Penyintas Gempa dan Likuefaksi Palu Empat Kali Jalani Ramadhan di Huntara

Red: Ani Nursalikah

Ahad 03 Apr 2022 21:31 WIB

Seorang peternak melintas di dekat sebuah rumah yang didirikan di lokasi bekas likuefaksi di Kelurahan Balaroa, Palu, Sulawesi Tengah, Kamis (26/11/2020). Meskipun pemerintah setempat melarrang membangun di zona merah bencana tersebut, namun sejumlah warga nekad mendirikan rumah di kawasan itu karena hingga dua tahun pascabencana belum mendapat kepastian tentang hunian tetap yang dijanjikan. Penyintas Gempa dan Likuefaksi Palu Empat Kali Jalani Ramadhan di Huntara Foto: BASRI MARZUKI/ANTARA Seorang peternak melintas di dekat sebuah rumah yang didirikan di lokasi bekas likuefaksi di Kelurahan Balaroa, Palu, Sulawesi Tengah, Kamis (26/11/2020). Meskipun pemerintah setempat melarrang membangun di zona merah bencana tersebut, namun sejumlah warga nekad mendirikan rumah di kawasan itu karena hingga dua tahun pascabencana belum mendapat kepastian tentang hunian tetap yang dijanjikan. Penyintas Gempa dan Likuefaksi Palu Empat Kali Jalani Ramadhan di Huntara

REPUBLIKA.CO.ID, PALU -- Penyintas bencana alam gempa bumi dan likuefaksi di Kelurahan Petobo, Kota Palu, Sulawesi Tengah empat kali menjalani puasa Ramadhan di bilik hunian sementara (huntara) di lokasi pengungsian yang disediakan pemerintah.
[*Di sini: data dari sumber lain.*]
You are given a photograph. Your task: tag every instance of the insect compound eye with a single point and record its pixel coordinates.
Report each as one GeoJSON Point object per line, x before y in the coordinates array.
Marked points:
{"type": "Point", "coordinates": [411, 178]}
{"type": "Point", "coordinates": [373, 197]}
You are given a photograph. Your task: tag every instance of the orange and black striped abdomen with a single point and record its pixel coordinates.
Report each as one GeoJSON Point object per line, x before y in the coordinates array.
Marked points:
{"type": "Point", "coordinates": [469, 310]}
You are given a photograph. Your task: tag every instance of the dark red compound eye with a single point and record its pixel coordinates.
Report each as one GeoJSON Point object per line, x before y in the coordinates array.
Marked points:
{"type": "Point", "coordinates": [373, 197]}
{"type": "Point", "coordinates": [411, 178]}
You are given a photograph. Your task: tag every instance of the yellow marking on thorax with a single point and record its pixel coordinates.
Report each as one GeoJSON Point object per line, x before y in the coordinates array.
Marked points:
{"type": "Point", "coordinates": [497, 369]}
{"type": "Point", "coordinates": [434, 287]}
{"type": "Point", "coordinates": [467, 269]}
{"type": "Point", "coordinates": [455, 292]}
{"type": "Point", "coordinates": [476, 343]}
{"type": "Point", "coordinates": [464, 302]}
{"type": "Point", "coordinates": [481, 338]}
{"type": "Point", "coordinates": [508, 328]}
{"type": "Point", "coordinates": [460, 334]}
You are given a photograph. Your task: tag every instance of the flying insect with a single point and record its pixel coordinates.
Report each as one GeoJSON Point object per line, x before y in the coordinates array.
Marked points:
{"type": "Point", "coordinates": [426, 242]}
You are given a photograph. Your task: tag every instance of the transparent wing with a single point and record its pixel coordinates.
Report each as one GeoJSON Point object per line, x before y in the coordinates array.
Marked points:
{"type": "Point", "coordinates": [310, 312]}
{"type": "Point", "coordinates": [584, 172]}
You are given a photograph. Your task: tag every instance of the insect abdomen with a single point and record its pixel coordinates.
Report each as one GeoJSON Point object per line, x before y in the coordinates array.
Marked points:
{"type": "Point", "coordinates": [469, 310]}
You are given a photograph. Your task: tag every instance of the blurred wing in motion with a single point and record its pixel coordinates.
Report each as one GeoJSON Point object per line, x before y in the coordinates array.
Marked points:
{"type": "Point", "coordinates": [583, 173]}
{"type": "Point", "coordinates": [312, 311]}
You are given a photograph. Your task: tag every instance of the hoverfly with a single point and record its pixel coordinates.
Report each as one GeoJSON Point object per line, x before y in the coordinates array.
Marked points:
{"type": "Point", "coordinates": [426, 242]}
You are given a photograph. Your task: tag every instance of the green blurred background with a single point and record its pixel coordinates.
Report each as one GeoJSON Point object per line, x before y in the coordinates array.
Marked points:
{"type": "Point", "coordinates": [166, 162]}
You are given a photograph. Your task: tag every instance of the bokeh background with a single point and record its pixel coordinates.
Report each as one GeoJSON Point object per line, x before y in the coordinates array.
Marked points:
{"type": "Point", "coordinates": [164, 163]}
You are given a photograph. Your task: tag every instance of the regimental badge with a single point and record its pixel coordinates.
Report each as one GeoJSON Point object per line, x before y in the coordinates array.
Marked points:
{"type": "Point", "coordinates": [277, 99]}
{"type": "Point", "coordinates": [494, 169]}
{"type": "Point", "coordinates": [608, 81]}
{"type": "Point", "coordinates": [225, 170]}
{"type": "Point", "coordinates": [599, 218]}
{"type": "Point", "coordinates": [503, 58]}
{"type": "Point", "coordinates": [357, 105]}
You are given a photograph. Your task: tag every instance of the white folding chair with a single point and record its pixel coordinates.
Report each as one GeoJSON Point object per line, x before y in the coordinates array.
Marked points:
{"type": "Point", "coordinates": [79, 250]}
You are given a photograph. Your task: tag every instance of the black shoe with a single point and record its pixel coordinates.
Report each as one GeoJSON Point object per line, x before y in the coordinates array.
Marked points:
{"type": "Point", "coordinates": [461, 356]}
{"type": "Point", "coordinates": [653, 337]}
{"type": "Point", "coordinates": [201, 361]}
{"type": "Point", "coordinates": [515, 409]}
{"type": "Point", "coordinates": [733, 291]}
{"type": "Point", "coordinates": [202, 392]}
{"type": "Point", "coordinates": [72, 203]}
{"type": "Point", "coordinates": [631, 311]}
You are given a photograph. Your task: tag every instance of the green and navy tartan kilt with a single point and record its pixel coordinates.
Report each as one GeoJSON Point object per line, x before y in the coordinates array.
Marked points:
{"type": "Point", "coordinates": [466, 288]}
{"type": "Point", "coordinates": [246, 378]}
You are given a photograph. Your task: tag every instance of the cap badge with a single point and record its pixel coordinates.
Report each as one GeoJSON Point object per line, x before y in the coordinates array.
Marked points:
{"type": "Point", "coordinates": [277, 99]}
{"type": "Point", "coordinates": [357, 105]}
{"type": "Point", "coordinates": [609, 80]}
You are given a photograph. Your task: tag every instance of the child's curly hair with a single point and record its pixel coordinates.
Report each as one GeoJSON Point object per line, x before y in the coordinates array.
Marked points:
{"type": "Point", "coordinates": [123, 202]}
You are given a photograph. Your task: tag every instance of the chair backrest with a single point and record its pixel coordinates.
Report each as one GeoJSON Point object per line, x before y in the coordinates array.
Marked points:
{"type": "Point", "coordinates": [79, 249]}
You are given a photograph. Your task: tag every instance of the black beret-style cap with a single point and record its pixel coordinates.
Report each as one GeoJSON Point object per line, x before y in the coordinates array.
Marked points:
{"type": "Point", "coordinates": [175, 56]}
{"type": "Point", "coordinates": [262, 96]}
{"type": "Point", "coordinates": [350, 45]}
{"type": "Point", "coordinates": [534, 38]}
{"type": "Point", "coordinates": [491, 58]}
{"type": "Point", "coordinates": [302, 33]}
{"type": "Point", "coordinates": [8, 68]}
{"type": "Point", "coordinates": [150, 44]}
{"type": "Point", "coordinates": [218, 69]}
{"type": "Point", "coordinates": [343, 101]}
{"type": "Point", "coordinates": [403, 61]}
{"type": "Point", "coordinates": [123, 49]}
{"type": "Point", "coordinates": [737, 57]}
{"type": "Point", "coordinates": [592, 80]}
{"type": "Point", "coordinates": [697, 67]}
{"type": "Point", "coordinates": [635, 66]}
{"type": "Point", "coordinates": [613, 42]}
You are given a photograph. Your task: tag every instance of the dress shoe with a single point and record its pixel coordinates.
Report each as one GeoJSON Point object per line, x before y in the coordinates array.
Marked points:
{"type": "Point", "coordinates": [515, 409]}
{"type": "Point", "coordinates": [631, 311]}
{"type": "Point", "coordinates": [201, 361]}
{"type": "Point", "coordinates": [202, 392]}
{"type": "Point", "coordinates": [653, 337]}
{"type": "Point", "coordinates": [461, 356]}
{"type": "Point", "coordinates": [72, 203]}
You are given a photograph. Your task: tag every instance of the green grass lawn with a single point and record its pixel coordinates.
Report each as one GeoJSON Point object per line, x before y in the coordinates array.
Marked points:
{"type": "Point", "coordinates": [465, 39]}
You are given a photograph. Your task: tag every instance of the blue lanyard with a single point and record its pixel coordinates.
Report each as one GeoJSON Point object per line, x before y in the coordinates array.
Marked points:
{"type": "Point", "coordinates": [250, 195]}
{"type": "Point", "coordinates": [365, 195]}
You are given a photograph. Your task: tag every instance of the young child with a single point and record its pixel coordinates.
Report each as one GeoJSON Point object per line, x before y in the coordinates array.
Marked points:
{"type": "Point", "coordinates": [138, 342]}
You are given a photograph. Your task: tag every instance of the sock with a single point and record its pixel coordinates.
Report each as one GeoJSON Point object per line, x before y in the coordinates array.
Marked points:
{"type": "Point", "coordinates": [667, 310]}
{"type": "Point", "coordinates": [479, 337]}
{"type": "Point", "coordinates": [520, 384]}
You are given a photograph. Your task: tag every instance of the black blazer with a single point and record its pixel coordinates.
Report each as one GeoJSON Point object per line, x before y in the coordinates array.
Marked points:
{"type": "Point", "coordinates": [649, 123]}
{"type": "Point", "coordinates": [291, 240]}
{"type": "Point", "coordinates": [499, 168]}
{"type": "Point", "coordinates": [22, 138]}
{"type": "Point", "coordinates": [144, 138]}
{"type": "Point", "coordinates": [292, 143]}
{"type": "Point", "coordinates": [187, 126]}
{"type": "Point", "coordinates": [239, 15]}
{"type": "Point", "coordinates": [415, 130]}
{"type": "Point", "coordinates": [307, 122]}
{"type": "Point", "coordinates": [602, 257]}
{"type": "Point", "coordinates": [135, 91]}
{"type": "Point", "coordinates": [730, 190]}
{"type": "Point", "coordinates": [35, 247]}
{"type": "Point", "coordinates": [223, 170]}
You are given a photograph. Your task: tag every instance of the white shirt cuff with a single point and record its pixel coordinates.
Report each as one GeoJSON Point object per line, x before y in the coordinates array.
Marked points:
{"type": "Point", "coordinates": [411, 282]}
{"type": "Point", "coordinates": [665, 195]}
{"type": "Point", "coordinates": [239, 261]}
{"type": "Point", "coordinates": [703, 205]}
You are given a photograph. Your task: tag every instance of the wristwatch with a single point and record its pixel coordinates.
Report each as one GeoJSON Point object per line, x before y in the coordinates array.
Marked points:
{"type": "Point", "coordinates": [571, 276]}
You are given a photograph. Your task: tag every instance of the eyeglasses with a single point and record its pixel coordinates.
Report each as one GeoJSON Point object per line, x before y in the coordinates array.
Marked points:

"Puasa Ramadhan tahun ini menjadi yang ke empat dijalani oleh penyintas di huntara sejak 2019," ucap salah satu penyintas likuefaksi Petobo Moh Ari S, Ahad (3/4/2022).

Baca Juga

Data Pemerintah Kelurahan Petobo menyebutkan sekitar 874 kepala keluarga penyintas gempa dan likuefaksi di daerah tersebut hingga kini masih menempati bilik hunian sementara.

Penyintas gempa dan likuefaksi mulai menempati bilik huntara sejak 2019. Bilik huntara itu dibangun oleh pemerintah yang saat itu dalam status tanggap darurat bencana, diikutkan dengan rehabilitasi dan rekonstruksi pascagempa dan likuefaksi di wilayah Sulteng.

Kini bilik huntara yang dindingnya menggunakan kalsiboard mulai lapuk dan rusak. Bahkan lantai bilik huntara yang menggunakan multiplek juga telah lapuk dan rusak sehingga harus diganti.

Moh Ari S yang juga pengurus Forum Pengurangan Risiko Bencana (FPRB) Kelurahan Petobo mengemukakan empat kali warga Petobo menjalani puasa Ramadhan di bilik huntara. Menurutnya, ini merupakan cerminan dari lambannya pemerintah melakukan penanganan pemulihan warga terdampak bencana 2018.

"Karena, jika pemerintah serius dan menjadikan pemulihan warga sebagai arus utama pembangunan, maka tentu penyintas tidak akan mungkin berlama-lama tempati hunian sementara. Tapi faktanya, hingga tahun ini yang merupakan tahun ke empat pascagempa dan likuefaksi Petobo, warga masih tinggal di huntara," ujarnya.